Taylor takes major pay cut to coach football at Sac State

New coach made $525,000 as Utah’s offensive coordinator last season


Emily Rabasto - The State Hornet

Thomas Frey, Sports editor

In 2018, Troy Taylor was one of 146 assistant football coaches at Division 1-A schools who, according to USA Today, earned at least $500,000 per season.

On Dec. 17, 2018, Taylor agreed to a seven-year deal worth $240,000 a season to become head coach at Sacramento State, according to the university’s assistant athletic director Brian Berger.

While the deal means he is the head man at Sac State, it also means he will be only making 46 percent of the $525,000 he made as offensive coordinator at University of Utah.

“I’ve always been pretty good at keeping my eye on the ball and not living in the future, living in the present,” Taylor said. “I wasn’t searching for anything, but when I was approached, the more excited I got and once that happened, as long as we could work out the details I was very excited to be here.”

According to Athletic Director Mark Orr, Taylor could make up to $100,000 in performance-based bonuses such as winning a national championship, being named Big Sky Conference coach of the year or academic success.

But for Taylor, he said that it is about being back home, and this isn’t the first time he has left a good job for less money or to return to the Sacramento area.

Taylor started locally as quarterback at Cordova High School before a collegiate career where he left University of California, Berkeley as the Golden Bears all-time leading passer. He then embarked on a two-year NFL career with the New York Jets before stepping into coaching.

Taylor was an assistant coach at Cal before he moved home to Folsom to start a family, taking a job as an assistant athletics director at Christian Brothers High School in Sacramento. He then coached at Folsom High School before going back to Cal as the radio color commentator.

In 2012, he decided he wanted to spend more time with his family and he moved back to Folsom to become co-head coach of Folsom High School’s football team with Kris Richardson.

He stayed in the area and coached at Folsom High School until he got offered the offensive coordinator position for a third of the money at Eastern Washington University in 2016. He said he had to talk his wife Tracey into selling their Folsom home to take that job.

“I talked her into selling our house here and moving up to Eastern Washington for a third of the pay, not many people would do that,” Taylor said.

After one season there, he got hired at Utah where he helped the Utes to a Pac-12 North Division title and a trip in the 2018 Holiday Bowl.

Taylor said that he came to Sac State because of the opportunities the program has to win. He said he would recruit locally at his introductory press conference and has done just that since.

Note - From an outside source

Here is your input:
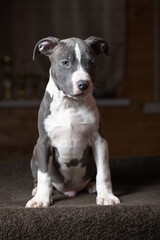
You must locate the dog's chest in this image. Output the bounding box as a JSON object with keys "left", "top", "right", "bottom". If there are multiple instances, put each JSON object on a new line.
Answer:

The Hornets haven’t had a single player since at least 2011 who played high school football at local powerhouse Folsom. Now, Taylor has hired Richardson as his assistant coach and the team has landed commitments from offensive lineman Joe Wagner, and Sac Bee Defensive Player of the Year Tyler Hardeman.

Taylor becomes the fifth-highest paid football coach in the California State University system behind head coaches at San Diego State, Fresno State, Cal Poly and San Jose State.

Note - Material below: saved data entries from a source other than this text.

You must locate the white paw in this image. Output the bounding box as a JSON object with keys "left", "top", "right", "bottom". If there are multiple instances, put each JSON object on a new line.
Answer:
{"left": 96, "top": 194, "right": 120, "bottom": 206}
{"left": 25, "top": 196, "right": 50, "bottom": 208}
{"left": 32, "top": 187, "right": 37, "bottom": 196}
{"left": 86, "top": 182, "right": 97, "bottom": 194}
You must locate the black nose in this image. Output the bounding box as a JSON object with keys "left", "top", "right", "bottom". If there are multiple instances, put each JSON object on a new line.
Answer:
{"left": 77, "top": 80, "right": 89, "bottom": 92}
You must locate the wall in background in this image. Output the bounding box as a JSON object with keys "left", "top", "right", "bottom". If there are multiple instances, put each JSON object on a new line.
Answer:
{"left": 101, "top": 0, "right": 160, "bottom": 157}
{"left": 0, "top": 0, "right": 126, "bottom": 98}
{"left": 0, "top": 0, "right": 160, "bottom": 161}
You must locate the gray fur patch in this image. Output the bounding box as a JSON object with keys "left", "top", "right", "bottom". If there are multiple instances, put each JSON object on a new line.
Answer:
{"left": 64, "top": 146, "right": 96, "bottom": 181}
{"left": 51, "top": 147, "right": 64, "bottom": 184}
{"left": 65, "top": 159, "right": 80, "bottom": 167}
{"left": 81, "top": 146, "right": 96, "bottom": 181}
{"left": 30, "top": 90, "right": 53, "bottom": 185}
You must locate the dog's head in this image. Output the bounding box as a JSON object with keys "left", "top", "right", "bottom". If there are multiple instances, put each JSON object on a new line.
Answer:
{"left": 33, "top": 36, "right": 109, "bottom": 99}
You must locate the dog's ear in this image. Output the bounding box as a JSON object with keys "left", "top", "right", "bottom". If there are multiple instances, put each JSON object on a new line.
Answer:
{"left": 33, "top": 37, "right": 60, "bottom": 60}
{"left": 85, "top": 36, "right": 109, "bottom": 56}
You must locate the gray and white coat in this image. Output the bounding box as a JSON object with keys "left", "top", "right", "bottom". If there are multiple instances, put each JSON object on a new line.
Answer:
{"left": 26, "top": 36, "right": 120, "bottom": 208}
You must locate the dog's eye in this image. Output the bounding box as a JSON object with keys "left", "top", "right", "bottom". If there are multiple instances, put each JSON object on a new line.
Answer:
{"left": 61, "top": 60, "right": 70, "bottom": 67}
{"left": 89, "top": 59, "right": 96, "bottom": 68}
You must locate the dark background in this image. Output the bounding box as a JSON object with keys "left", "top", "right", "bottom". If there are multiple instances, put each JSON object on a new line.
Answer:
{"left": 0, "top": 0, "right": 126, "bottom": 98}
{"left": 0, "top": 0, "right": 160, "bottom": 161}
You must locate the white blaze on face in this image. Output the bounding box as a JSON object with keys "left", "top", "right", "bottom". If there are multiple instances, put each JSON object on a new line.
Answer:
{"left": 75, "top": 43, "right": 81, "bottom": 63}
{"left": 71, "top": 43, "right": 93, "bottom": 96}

At Sac State, Taylor is now the second highest paid coach behind men’s basketball head coach Brian Katz who made $286,143 in 2018, according to The Sacramento Bee.

Taylor will make 16.3 percent more than previous head football coach Jody Sears made in 2018 when the football team went 2-8.

The new football coach’s old salary at Utah is more than any employee at Sac State earns, but now, Taylor falls behind Katz, President Robert Nelsen ($403,127 in 2018), Provost Ching H. Wang ($269,490) and Athletic Director Mark Orr ($272,193).

“The initial response to his hiring has been tremendously positive from students, faculty, staff, donors, sponsors, season ticket holders, alumni, recruits, and members of our local community,” Orr said. “I anticipate the program having tremendous future success under his leadership as we begin this journey.”